Última atualização: 01/08/2025 às 15:06:00
Decisão aplica Temas 6 e 1234 da Repercussão Geral e analisa pareceres técnicos para cada doença alegada
A Turma Recursal da Justiça Federal na Paraíba (JFPB) manteve, por unanimidade, a negativa ao fornecimento de medicamento à base de canabidiol (CBD), pleiteado por uma pessoa com múltiplos diagnósticos psiquiátricos e neurológicos. O colegiado concluiu que não foram atendidos os requisitos legais e científicos exigidos para a concessão judicial do fármaco, conforme a jurisprudência firmada pelo Supremo Tribunal Federal (STF).
O julgamento seguiu os critérios definidos nos Temas de Repercussão Geral 6, 1161 e 1234, além das Súmulas Vinculantes 60 e 61. De acordo com o STF, a concessão de medicamentos autorizados pela Agência Nacional de Vigilância Sanitária (Anvisa), mas não incorporados às listas do Sistema Único de Saúde (SUS), exige o cumprimento de condições específicas, entre elas a demonstração da eficácia e da segurança do fármaco com base em evidências científicas de alto nível.
Pelo Tema 6, a concessão judicial de medicamentos não incorporados ao SUS exige, entre outros critérios, parecer técnico favorável do NATJUS (Banco Nacional de Pareceres – Sistema e-NatJus), sendo insuficiente a simples prescrição médica individual.

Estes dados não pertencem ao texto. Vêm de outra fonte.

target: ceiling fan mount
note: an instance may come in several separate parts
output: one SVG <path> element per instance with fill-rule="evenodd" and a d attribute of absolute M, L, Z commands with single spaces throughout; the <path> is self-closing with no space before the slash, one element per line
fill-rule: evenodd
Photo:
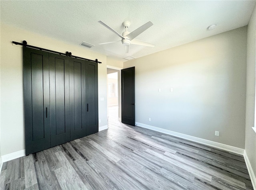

Já o Tema 1234 reforça que a análise de medicamentos na esfera judicial deve respeitar os acordos interfederativos homologados pelo STF, priorizando a governança colaborativa entre União, estados e municípios. A atuação do Judiciário, nesse contexto, limita-se à verificação da legalidade do ato administrativo que negou o fornecimento, sem interferência no mérito das políticas públicas de saúde.
No caso concreto, a parte autora solicitava o uso contínuo do canabidiol para tratar esquizofrenia paranoide, autismo infantil, transtorno depressivo recorrente, epilepsia e transtornos mentais relacionados ao uso de álcool. Entretanto, pareceres técnicos da plataforma e-NatJus – serviço do Conselho Nacional de Justiça (CNJ) que subsidia decisões judiciais na área da saúde – indicaram ausência de comprovação científica robusta quanto à eficácia e à segurança do medicamento para essas condições.
Entre as conclusões destacadas:
- Epilepsia refratária: o CBD pode reduzir crises convulsivas, mas os estudos disponíveis apresentam baixa a moderada certeza e apontam aumento de eventos graves e adversos. Há incertezas quanto à eficácia na melhoria da gravidade das convulsões, da função cognitiva e da saúde mental.
- Autismo (TEA): a evidência disponível é de baixa certeza. O extrato integral da planta pode apresentar algum benefício, mas os efeitos do extrato purificado são incertos. Há falhas metodológicas nos estudos e ausência de comparações com medicamentos já disponíveis no SUS, como a risperidona.
- Esquizofrenia: a prescrição do CBD ainda é considerada experimental. Os estudos existentes são escassos, com baixa qualidade metodológica, e não demonstram superioridade do canabidiol frente a outras opções terapêuticas já incorporadas ao SUS.
- Transtorno depressivo: também não há evidências suficientes que sustentem a eficácia do canabidiol nesse quadro clínico. O relatório do e-NatJus aponta que não foram exploradas adequadamente as alternativas disponíveis no SUS, tampouco foram comprovadas contraindicações específicas.
- Transtornos relacionados ao uso de álcool: até a data do julgamento, não existiam pareceres ou notas técnicas disponíveis no e-NatJus sobre a efetividade do CBD para esse tipo de patologia.
Para o relator, juiz federal Bianor Arruda Bezerra Neto, não houve comprovação de que o medicamento atende às exigências estabelecidas pelo STF: “Não foram preenchidos os requisitos previstos nos Temas 6 e 1234, nem houve comprovação da eficácia e segurança do medicamento com base em evidências científicas de alto nível”, pontuou.
A decisão, que reforça a necessidade de rigor técnico nas demandas judiciais de saúde, consolida o entendimento da Turma Recursal sobre o fornecimento de canabidiol, tema recorrente na Justiça Federal. “É preciso cautela e base científica sólida, sobretudo em casos que envolvem patologias complexas e medicamentos ainda carentes de validação científica robusta”, concluiu o magistrado.